Upaya China untuk mencapai perdamaian antara Israel dan Palestina kemungkinan besar akan gagal, tetapi Beijing dapat membangun kesan bahwa pengaruh Amerika Serikat (AS) di kawasan itu telah memudar.
Para pakar memprediksi gagalnya upaya untuk menghidupkan kembali perdamaian Timur Tengah, bahkan ketika Beijing menyatakan optimis dapat menghidupkan kembali pembicaraan yang telah terhenti selama hampir satu dekade itu.
Sebelumnya, China berhasil menengahi kesepakatan damai antara Arab Saudi dan Iran pada bulan Maret lalu, memulihkan hubungan diplomatik kedua negara yang terputus 2016. Sekarang Beijing sedang mencoba untuk mengulang pencapaian tersebut dengan memediasi Israel dan Palestina, di mana negosiasi sebelumnya yang ditengahi AS telah dibekukan sejak 2014.
"Saya yakin China siap memainkan peran positif dalam mempromosikan pembicaraan damai" antara Israel dan Palestina, kata Liu Pengyu, juru bicara Kedutaan Besar China di Washington, kepada VOA pada Rabu (19/7).

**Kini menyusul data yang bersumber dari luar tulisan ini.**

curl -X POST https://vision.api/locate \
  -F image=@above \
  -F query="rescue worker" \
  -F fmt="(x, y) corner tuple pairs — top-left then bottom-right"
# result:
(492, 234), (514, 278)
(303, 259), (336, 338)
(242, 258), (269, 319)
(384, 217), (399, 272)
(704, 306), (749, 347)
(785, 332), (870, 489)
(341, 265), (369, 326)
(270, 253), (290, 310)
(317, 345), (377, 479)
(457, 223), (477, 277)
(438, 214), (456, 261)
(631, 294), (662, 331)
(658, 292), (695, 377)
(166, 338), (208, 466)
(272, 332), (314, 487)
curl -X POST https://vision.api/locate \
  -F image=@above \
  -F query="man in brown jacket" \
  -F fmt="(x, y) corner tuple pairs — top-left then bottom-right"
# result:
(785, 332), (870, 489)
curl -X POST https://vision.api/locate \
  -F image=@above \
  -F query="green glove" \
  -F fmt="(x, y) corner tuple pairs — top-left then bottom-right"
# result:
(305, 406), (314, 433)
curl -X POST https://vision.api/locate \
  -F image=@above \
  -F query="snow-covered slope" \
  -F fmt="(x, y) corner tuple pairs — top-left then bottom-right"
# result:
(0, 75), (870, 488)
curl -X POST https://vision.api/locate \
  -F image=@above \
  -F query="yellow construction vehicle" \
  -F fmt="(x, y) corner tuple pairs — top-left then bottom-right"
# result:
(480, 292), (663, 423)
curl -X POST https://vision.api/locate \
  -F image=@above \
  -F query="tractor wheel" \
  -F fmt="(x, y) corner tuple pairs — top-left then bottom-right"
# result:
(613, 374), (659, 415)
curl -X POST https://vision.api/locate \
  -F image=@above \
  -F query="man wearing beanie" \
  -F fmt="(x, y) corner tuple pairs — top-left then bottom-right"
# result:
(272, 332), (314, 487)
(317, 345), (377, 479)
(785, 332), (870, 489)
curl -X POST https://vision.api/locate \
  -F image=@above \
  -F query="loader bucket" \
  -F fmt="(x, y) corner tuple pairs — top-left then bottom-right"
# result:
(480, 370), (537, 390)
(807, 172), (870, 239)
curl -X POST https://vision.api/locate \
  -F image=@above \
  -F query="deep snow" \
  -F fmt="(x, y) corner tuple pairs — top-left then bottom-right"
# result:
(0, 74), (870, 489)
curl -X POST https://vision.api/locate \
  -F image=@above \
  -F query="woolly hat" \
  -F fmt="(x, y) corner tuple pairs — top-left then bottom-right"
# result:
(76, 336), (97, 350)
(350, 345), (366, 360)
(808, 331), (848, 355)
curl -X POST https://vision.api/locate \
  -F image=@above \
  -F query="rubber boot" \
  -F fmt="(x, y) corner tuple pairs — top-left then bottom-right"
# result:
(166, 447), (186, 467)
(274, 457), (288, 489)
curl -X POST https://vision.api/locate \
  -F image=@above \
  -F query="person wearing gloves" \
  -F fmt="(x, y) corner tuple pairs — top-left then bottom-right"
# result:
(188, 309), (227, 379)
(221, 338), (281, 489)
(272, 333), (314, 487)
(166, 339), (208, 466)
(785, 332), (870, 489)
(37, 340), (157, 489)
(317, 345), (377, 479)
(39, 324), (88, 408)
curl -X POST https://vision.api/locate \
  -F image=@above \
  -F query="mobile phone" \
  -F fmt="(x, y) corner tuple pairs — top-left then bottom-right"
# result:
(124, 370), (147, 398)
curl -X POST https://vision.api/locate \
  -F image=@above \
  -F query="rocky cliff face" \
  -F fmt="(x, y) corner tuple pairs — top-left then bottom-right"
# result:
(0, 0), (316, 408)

Perdana Menteri Israel Benjamin Netanyahu mengatakan pada 27 Juni bahwa Beijing telah mengundangnya untuk kunjungan resmi pada tanggal yang tidak ditentukan bulan ini.
BACA JUGA: Di Tengah Gesekan dengan AS, Netanyahu Katakan China Telah Mengundangnya untuk Kunjungan KenegaraanMenteri Luar Negeri China Qin Gang sebelumnya menawarkan untuk menengahi pembicaraan damai melalui pembicaraan telepon ke Menteri Luar Negeri Israel Eli Cohen dan Menteri Luar Negeri Palestina Riyad al-Maliki pada April lalu.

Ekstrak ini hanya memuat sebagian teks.